BlueFog Development Guide

YBC edited this page Feb 15, 2021 · 6 revisions

Please follow the listed steps to start the development.

0. Check your development environment.

Due to limited time and the preliminary phase of this project, we didn't extensively test our project on the various environments. In order to avoid some potential pitfall, please make sure that python>=3.7 and gcc>=4.0 and supporting std=C++11 in your development environment. We recommend using conda as python environment control. Also, prefer to use Mac OS or Linux-base system. Lastly, we relied on the MPI implementation, please install open-mpi>=4.0 [Download and Instruction]. (MPI-CH may be fine but not fully tested yet.)

First time to pull third_party submodules, please run:

git submodule update --init --recursive

0.1. If your development environment have GPUs (Optional)

In order to get full support of GPU, you have to install CUDA )(>=10.0) and install pytorch and/or tensorflow with the GPU support version. To maximize the efficiency of GPU and MPI, we implementation assumes the MPI installed is GPU-aware if GPU is available. It will avoid the extra cost that copy and moving the data from the GPU and host memory, i.e. the address of GPU location can be used directly. However, if MPI built is not GPU-aware, there will be a segmentation fault. To do that, you can call this command after the download of OpenMPI:

 ./configure --prefix={YOUR_OWN_PREFIX} --with-cuda

WARNING: Making sure that there is only one MPI implementation is installed on your machine.

It is highly recommended to use NCCL instead of OpenMPI as GPU communication implementation. We require the NCCL>=2.7 since our implementation heavily relied on the new ncclSend and ncclRecv API introduced after version 2.7.

1. Install the package locally

Under the root folder, i.e. python folder, run the this command first.

pip install -e . --verbose

The -e means “editable”, so changes you make to files in the bluefog directory will take effect without reinstalling the package. In contrast, if you do python setup.py install, files will be copied from the bluefog directory to a directory of Python packages (often something like /home/{USER}/anaconda3/lib/python3.7/site-packages/bluefog). This means that changes you make to files in the bluefog directory will not have any effect.

If your system installed with NCCL >= 2.7, you should install BLUEFOG with NCCl by following command:

BLUEFOG_WITH_NCCL=1 pip install -e . --verbose

2. Build customer C extension (Optional)

Note: By default, the above pip install command already included the building C extension step.
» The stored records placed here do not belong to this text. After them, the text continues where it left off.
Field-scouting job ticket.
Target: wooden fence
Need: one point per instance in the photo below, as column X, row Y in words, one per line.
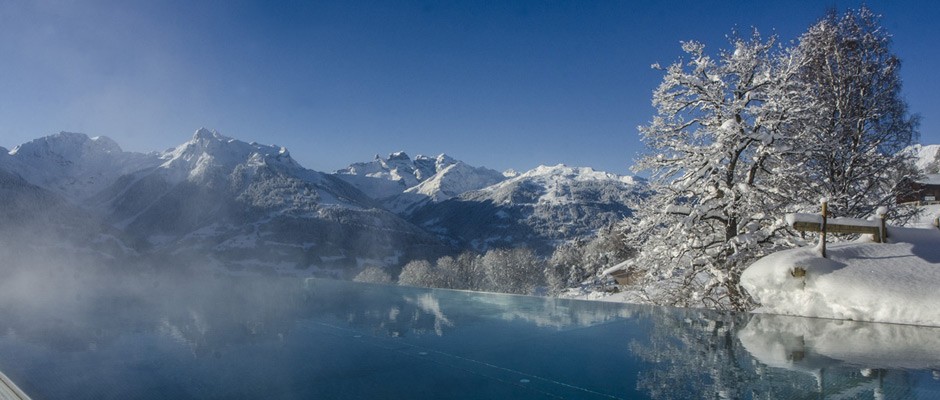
column 823, row 224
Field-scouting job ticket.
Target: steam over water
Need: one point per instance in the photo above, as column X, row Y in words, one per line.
column 106, row 334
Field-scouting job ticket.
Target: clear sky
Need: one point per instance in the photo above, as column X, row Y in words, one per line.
column 502, row 84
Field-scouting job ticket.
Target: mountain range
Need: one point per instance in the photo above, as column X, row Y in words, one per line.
column 221, row 202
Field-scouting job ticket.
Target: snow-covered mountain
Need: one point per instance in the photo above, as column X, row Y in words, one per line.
column 38, row 225
column 403, row 185
column 222, row 201
column 73, row 164
column 250, row 205
column 538, row 208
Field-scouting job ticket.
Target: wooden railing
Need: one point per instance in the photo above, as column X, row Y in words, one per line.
column 823, row 224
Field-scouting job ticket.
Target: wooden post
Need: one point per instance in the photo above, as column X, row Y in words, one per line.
column 822, row 236
column 884, row 229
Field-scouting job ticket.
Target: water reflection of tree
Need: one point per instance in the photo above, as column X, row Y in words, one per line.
column 694, row 354
column 700, row 354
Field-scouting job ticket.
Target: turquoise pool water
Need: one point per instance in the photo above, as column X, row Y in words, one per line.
column 287, row 338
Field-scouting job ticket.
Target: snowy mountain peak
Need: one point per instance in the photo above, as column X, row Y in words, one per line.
column 926, row 157
column 206, row 134
column 74, row 164
column 562, row 171
column 210, row 152
column 398, row 156
column 67, row 146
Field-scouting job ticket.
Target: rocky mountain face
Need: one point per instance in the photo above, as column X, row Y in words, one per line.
column 403, row 185
column 38, row 225
column 218, row 201
column 538, row 209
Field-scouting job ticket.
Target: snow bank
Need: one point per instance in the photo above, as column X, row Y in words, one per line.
column 807, row 344
column 895, row 282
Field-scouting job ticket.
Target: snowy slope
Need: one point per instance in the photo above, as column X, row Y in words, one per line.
column 252, row 205
column 538, row 208
column 402, row 184
column 398, row 167
column 892, row 282
column 38, row 224
column 73, row 164
column 926, row 157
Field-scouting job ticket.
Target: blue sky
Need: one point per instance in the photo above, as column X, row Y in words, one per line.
column 502, row 84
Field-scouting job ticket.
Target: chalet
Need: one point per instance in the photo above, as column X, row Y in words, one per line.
column 923, row 191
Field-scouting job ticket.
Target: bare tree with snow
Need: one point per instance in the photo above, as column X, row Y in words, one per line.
column 857, row 124
column 718, row 170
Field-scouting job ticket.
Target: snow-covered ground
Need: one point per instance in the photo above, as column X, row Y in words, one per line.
column 894, row 282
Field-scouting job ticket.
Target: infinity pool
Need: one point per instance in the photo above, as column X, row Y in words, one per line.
column 289, row 338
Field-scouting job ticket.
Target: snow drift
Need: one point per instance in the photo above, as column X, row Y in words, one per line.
column 893, row 282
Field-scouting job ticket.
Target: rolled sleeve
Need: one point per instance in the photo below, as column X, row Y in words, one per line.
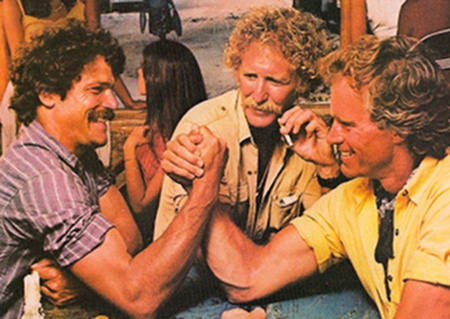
column 83, row 238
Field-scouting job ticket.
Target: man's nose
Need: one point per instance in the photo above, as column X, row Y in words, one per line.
column 260, row 93
column 334, row 135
Following is a more detailed explanation for that.

We heavily relied on the C extension in this project. Unlike python file, whenever you modified the C files, you have to re-compile it and generate the shared library out.

python setup.py build_ext -i

where -i means the in-place build. If your environment is fine, it should be able to generate a file like mpi_lib.cpython-37m-darwin.so under /bluefog/torch folder. (You may have different "middle" name based on your system and enviroment).

3. Run Test

To check the setup and build is correct or not, run

make test

to see if all tests can pass or not. It tests all cases. If you want to test some particular cases, you can run the command like

BLUEFOG_LOG_LEVEL=debug bfrun -np 4 pytest -s test/torch_win_ops_test.py::WinOpsTests:test_func

where the environment variable BLUEFOG_LOG_LEVEL=debug changes the print logs in C++ from default error level to debug level, -s is the flag in pytest to disable capturing the logs, and the pattern for test path is file_path::ClassName::FuncName.

4. Code Style And Lint

It is important to keep the code style and lint consistent throughout the whole project.
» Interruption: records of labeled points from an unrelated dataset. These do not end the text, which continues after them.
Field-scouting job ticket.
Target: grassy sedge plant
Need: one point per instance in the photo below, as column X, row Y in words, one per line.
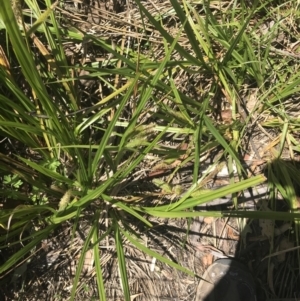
column 82, row 157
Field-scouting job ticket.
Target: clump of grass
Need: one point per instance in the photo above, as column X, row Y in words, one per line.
column 82, row 149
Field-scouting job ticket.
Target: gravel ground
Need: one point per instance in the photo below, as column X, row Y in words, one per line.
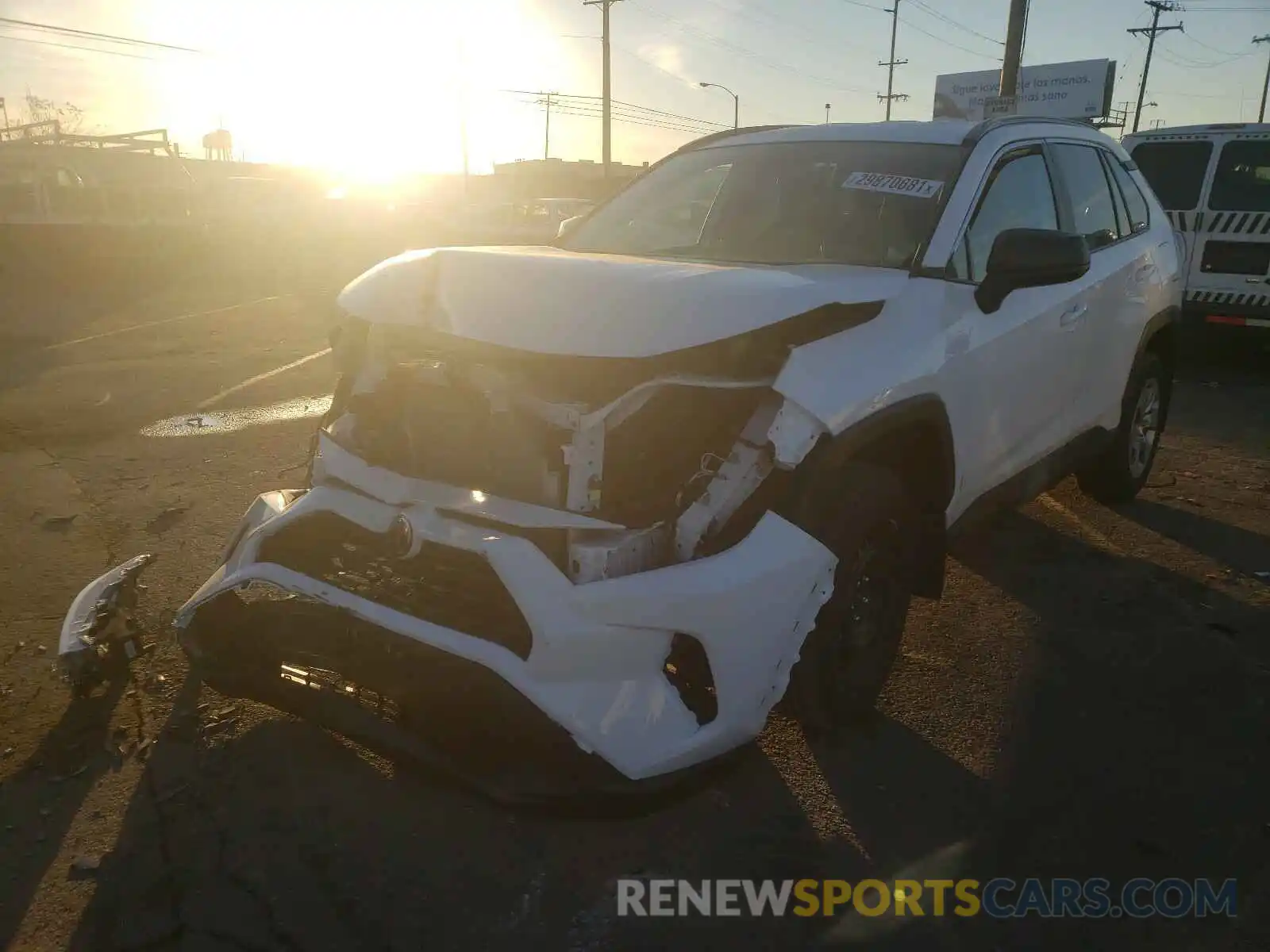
column 1087, row 700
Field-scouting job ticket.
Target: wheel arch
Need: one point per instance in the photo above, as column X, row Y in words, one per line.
column 914, row 440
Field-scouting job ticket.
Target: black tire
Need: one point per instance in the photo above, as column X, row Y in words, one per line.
column 864, row 516
column 1119, row 473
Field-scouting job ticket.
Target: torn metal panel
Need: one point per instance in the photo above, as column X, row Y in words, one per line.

For python, we use normal pylint, which is specified in the .pylintrc file. Python docstring style is google style. It is recommended to have an editor to run pylint easily (But do not turn on format-on-save.) Otherwise, remember to run pylint {FILENANE} on your changes.

For C++, we use clang-tidy? I am not very familiar with C++ format. Right now, we have a simple .clang-format file. I just use vscode clang-format plugin.

5. FAQ for Mac users:

  1. If my default python version is 2, how to set the default python version to 3?

Answer: alias python=python3

  1. If my pytorch is not well installed, how to reinstall pytorch?

Answer: Uninstall torch: pip uninstall torch

Install torch: pip3 install torch torchvision

  1. I got the following error when executing "BLUEFOG_LOG_LEVEL=debug mpirun -n 2 python bluefog/torch/c_hello_world.py". How to address this issue? Error: File "bluefog/torch/c_hello_world.py", line 36 print(f"Rank: {rank}, local rank: {local_rank} Size: {size}, local size: {local_size}") ^ SyntaxError: invalid syntax

Answer: you should precise python3 using the following command: BLUEFOG_LOG_LEVEL=debug mpirun -n 2 python3 bluefog/torch/c_hello_world.py

  1. If I get the following error when executing "make test" command, how to address this issue? Error: Test error: There are not enough slots available in the system to satisfy the 4

Answer: Reason: there are not enough physical CPU cores (the test requires 4) in your machine. In order to address this issue, you should first use "sysctl hw.physicalcpu hw.logicalcpu" command to know the number of physical CPU cores. Assume that you have 2 physical CPU cores in your machine, you need to modify 4 in python/Makefile to 2. Then, the issue is resolved.